Wise Arlene, Clark Vicki
South East of Scotland School of Anaesthesia, Edinburgh, UK.
Curr Opin Anaesthesiol. 2008 Jun;21(3):281-7. doi: 10.1097/ACO.0b013e3282f8e257.
Haemorrhage remains a cause of significant maternal morbidity and mortality. This review summarizes the prevention, management and treatment of obstetric haemorrhage and highlights recent advances and developments.
Postpartum haemorrhage is the most common cause of major obstetric haemorrhage and is usually due to uterine atony. Pharmacological treatment has not altered much in recent years with oxytocin and ergometrine remaining first-line options. Although controversy surrounds its advantages over other uterotonics, the use of misoprostol has been increasing, especially in resource-poor countries. Placenta accreta is becoming more common, a sequelae to the rising caesarean section rate. Interventional radiology may reduce blood loss in these cases. Uterine compression sutures, intrauterine tamponade balloons and cell salvage have all made their debut in the last decade.
Accurate diagnosis and appropriate management of obstetric haemorrhage can reduce maternal morbidity and mortality. This review outlines the current evidence.

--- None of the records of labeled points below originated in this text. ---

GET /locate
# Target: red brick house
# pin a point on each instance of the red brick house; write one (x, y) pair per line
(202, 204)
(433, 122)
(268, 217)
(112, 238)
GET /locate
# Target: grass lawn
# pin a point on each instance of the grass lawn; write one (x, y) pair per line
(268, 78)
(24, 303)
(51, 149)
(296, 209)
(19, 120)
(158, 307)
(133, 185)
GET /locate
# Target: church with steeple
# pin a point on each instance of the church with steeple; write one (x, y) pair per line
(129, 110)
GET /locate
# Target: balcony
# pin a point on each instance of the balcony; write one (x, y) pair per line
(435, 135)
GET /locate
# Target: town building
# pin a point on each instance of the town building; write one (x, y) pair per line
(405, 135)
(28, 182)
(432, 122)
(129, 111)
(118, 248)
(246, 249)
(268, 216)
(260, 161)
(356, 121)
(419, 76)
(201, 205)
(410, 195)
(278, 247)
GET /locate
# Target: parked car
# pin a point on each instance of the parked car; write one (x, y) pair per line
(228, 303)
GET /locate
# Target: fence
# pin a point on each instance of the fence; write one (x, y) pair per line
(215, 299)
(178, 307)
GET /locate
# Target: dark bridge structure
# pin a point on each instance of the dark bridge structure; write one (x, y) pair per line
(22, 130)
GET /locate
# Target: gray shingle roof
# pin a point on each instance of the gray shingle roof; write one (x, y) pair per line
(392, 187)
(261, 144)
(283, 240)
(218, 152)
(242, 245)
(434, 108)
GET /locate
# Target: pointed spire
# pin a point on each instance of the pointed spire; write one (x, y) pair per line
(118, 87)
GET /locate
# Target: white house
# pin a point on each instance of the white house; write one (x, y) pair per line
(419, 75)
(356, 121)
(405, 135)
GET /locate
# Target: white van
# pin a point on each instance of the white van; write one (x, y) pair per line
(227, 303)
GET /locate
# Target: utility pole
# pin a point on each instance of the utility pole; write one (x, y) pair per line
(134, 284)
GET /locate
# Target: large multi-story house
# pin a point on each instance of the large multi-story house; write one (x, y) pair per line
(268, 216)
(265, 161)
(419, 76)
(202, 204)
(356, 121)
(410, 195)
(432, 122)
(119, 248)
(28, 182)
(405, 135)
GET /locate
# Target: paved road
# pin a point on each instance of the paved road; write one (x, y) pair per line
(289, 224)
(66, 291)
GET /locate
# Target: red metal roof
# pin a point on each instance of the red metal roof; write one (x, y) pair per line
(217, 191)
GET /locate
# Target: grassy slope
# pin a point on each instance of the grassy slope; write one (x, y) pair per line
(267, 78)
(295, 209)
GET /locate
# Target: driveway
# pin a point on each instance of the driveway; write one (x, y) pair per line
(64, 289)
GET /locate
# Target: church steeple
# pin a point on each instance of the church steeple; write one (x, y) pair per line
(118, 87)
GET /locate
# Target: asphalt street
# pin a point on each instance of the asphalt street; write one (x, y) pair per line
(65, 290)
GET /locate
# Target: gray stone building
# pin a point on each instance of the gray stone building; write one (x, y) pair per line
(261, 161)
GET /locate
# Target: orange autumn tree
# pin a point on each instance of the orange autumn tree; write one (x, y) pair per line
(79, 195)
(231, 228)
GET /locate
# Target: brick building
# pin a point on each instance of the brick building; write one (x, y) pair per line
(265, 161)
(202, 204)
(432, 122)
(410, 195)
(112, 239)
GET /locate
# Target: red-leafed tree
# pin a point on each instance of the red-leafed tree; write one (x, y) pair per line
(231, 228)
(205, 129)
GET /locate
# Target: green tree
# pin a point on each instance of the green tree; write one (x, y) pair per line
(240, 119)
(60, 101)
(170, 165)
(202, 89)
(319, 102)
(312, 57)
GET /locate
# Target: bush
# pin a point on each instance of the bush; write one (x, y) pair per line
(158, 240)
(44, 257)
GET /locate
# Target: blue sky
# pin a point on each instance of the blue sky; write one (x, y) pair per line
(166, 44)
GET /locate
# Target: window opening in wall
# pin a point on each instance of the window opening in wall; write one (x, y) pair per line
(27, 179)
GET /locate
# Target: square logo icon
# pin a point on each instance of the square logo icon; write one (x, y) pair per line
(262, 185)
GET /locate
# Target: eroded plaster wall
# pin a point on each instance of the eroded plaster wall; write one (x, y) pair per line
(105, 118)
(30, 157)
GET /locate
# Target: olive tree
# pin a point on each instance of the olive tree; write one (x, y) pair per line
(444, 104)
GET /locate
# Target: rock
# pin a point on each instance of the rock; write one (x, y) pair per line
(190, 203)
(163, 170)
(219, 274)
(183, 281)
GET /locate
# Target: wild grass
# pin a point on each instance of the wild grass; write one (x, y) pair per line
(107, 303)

出血仍然是孕产妇发病和死亡的重要原因。本综述总结了产科出血的预防、管理和治疗,并重点介绍了近期的进展和发展。
产后出血是主要产科出血最常见的原因,通常是由于子宫收缩乏力。近年来,药物治疗变化不大,缩宫素和麦角新碱仍是一线选择。尽管米索前列醇相对于其他宫缩剂的优势存在争议,但它的使用一直在增加,尤其是在资源匮乏的国家。胎盘植入越来越常见,这是剖宫产率上升的后遗症。介入放射学可能会减少这些病例的失血。子宫压迫缝合术、宫腔填塞球囊和血液回收在过去十年中均已首次应用。
准确诊断和适当管理产科出血可降低孕产妇发病率和死亡率。本综述概述了当前的证据。